QE is neither a quantitative nor an 'easing' term of art for the most important calibrator of the world economy to use. And, in the political/policy world, words and phrases are easily sliced into myriad and negotiable meanings, depending on the interests of the user. To the average pedestrian viewing the QE billboard, the reaction is either, "I have no clue what that means so I'll keep walking," or, "Somebody is trying to hide what's really going on." In the court of public opinion, opacity equals obfuscation. Or, more pointed, if it sounds like BS, it probably is.
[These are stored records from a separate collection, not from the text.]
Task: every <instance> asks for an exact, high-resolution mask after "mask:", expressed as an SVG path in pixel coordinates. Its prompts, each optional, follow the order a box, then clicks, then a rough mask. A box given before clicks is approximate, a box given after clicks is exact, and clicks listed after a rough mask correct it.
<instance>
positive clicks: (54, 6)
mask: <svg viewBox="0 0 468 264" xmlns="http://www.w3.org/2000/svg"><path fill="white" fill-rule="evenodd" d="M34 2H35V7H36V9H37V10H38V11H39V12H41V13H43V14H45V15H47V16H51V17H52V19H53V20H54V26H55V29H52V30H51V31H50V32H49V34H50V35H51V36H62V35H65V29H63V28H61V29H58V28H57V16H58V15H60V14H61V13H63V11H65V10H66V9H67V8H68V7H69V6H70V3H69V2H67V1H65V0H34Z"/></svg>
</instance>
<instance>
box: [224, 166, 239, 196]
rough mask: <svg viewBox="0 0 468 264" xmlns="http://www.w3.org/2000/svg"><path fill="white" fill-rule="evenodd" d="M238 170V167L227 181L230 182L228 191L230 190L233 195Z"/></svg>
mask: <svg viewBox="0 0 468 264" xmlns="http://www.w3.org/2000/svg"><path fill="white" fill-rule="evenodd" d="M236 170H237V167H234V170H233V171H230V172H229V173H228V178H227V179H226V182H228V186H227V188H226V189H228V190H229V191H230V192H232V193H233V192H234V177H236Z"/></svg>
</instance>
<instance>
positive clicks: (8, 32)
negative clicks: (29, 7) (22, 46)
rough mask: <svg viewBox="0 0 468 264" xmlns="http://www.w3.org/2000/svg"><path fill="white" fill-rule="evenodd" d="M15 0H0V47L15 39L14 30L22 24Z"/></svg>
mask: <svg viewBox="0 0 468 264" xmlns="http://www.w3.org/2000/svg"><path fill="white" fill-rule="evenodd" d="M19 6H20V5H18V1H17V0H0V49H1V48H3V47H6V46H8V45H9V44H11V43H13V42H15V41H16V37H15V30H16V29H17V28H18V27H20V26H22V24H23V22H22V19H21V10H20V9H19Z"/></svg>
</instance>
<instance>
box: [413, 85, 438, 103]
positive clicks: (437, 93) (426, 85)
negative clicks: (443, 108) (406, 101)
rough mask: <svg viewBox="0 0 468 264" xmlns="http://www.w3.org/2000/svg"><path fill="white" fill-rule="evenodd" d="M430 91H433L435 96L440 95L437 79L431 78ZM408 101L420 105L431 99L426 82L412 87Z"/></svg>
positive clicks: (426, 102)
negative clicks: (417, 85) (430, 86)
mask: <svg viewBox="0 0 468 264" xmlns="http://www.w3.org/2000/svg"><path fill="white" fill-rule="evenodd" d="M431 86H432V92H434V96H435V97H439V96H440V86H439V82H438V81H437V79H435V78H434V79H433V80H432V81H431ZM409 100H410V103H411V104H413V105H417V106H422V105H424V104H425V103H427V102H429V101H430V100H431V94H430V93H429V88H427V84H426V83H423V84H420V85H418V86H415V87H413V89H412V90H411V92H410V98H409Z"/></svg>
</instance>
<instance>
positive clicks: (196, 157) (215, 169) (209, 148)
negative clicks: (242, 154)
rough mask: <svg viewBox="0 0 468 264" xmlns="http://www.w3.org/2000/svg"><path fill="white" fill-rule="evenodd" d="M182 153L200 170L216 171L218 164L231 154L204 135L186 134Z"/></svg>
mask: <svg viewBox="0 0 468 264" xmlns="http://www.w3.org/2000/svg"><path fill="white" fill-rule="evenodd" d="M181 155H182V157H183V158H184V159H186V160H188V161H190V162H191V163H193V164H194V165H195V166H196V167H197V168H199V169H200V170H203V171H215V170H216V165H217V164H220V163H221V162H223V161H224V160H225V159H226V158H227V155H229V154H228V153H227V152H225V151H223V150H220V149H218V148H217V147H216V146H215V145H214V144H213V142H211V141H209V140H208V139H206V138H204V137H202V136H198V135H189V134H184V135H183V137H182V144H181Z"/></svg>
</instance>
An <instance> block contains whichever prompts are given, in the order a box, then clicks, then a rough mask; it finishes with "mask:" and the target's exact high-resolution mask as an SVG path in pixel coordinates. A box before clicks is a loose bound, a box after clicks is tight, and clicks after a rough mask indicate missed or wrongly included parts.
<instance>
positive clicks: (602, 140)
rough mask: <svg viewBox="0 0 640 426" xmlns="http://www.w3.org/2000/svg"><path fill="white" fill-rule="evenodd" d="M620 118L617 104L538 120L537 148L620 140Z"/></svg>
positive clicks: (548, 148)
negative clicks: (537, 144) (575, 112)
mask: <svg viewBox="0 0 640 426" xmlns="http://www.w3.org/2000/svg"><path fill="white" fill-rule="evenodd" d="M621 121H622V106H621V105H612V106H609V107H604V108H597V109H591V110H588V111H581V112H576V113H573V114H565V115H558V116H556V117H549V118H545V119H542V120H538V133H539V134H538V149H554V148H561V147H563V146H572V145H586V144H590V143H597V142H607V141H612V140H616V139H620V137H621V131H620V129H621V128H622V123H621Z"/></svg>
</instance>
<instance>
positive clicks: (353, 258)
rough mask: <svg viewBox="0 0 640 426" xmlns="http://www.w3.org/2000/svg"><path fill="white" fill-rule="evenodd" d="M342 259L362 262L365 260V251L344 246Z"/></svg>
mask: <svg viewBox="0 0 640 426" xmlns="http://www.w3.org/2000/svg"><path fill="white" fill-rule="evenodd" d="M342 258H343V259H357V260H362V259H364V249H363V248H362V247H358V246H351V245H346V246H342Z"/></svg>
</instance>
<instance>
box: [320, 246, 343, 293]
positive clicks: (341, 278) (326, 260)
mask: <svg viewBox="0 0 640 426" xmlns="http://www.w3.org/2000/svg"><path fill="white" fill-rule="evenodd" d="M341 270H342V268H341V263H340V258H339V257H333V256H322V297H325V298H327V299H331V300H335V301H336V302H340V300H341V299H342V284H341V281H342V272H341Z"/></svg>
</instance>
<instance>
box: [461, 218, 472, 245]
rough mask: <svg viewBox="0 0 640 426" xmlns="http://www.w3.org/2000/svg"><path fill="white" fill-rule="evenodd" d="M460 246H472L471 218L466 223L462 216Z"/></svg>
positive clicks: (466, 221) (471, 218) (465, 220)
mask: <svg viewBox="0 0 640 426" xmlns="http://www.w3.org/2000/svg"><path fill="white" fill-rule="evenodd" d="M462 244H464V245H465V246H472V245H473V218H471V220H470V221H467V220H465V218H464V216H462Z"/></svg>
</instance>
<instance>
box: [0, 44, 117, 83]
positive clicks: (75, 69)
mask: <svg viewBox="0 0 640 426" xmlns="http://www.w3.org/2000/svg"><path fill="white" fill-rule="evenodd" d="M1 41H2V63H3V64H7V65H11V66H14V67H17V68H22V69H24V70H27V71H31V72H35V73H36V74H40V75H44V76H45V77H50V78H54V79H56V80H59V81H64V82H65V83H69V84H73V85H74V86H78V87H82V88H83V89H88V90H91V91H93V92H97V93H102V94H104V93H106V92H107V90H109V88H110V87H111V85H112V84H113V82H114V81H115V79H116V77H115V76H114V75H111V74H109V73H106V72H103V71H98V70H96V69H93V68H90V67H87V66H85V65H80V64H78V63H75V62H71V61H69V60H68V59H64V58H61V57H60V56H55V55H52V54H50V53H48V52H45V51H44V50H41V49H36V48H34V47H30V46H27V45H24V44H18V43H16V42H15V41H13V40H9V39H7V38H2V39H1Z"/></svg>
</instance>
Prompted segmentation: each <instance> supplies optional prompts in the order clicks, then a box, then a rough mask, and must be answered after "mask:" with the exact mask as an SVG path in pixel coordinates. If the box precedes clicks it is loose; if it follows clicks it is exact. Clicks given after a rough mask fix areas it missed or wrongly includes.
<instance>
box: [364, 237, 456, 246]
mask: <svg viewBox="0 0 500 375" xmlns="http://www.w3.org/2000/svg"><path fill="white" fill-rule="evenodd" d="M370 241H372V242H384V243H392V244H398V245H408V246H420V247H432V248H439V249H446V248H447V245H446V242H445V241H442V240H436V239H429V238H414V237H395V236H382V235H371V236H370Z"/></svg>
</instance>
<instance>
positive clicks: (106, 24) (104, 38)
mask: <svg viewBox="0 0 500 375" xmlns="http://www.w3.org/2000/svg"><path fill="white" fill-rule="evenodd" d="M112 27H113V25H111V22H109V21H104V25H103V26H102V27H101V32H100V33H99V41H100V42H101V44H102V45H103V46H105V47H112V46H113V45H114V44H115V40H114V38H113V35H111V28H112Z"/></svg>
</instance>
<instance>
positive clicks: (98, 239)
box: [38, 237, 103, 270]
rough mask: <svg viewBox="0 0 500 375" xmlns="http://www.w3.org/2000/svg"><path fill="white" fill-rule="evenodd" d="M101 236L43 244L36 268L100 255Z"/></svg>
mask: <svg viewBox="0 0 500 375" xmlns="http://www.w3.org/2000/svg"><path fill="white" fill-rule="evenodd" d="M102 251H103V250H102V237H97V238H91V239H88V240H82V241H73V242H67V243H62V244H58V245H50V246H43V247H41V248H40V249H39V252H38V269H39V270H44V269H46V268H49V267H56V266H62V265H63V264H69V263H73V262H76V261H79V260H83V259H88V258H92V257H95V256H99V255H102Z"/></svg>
With the financial industry amid a "trust" crisis, clarity must be king. If QE is, in fact, sound Fed policy, then please call it something simple, such as a "debt-purchasing program." The Fed and all financial institutions, for that matter, are challenged to make the critical work they do easily understood and accessible, both in terms of language and policy. As non-empirical proof of this, in the law school class I teach, the financial crisis is part of the curriculum, and over the last four years, fewer than 10 percent of the class has understood what the Fed does. And that's after they researched the question. Given the public and political stakes, the Fed and other key financial actors in our global economy must participate actively in this quest for comprehension and fully understand the operational forces that influence it. The alternative is to simply allow today's interpreter of practically anything -- John Stewart -- to do it.